Elevated high-mannose N-glycans hamper endometrial decidualization

Abstract

Decidualization of endometrial stromal cells is a hallmark of endometrial receptivity for embryo implantation, and dysfunctional decidualization is associated with pregnancy failure. Protein glycosylation is an important posttranslational modification that affects the structure and function of glycoproteins. Our results showed that high-mannose epitopes were elevated in the decidual tissues of miscarriage patients compared with early pregnant women by Lectin microarray. Furthermore, the level of mannosyl-oligosaccharide α-1,2 mannosidase IA (MAN1A1), a key enzyme for high-mannose glycan biosynthesis, was decreased in the decidual tissues of miscarriage patients.
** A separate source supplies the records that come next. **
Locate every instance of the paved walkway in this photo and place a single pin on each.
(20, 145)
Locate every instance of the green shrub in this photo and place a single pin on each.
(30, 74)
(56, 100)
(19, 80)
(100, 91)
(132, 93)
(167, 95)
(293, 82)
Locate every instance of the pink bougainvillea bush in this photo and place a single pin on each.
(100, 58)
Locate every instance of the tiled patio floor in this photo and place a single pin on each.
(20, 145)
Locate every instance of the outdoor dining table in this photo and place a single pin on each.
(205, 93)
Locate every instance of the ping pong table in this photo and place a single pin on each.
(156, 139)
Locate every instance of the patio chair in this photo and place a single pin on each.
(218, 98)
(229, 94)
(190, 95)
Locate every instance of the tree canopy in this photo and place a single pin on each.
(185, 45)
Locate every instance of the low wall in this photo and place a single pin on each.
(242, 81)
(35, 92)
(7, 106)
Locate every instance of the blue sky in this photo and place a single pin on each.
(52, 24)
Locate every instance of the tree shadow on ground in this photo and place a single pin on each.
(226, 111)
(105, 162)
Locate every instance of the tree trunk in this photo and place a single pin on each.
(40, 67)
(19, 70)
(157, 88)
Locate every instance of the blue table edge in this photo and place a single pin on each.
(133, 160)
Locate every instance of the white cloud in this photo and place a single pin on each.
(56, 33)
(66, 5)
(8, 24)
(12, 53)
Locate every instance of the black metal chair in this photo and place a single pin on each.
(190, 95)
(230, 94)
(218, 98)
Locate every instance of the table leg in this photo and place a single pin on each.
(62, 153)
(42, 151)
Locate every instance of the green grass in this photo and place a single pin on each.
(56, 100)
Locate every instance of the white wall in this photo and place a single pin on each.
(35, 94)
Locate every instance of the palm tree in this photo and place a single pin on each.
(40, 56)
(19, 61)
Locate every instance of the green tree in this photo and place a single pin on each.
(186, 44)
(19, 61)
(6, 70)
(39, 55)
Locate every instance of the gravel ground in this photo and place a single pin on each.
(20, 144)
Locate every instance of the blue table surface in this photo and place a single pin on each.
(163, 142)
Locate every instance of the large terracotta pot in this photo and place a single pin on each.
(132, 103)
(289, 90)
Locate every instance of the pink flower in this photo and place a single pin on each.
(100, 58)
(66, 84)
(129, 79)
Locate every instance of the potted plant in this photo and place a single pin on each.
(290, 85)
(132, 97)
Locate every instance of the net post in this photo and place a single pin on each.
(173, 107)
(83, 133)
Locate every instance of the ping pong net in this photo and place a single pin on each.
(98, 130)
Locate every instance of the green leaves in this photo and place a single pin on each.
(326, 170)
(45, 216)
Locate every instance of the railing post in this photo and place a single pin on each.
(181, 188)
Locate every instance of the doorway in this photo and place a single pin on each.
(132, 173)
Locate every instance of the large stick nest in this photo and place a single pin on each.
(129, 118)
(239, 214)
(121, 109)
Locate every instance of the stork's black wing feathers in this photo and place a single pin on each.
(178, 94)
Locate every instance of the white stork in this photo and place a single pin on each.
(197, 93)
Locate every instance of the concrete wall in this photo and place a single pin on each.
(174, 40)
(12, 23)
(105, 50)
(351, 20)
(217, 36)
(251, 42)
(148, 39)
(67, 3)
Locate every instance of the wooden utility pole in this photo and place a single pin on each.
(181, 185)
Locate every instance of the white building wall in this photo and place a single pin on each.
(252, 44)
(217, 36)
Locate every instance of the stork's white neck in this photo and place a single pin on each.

Screening of lncRNAs showed that lncNEAT1 level was increased in the serum and decidua of miscarriage patients, and negatively correlated with MAN1A1 expression. The results also revealed that specific binding of lncNEAT1 with nucleophosmin (NPM1)-SP1 transcription complex inhibited MAN1A1 expression and hampered endometrial decidualization and embryo implantation potential. The study suggests the new insights into the function of high-mannose glycans/MAN1A1 modification during endometrial decidualization.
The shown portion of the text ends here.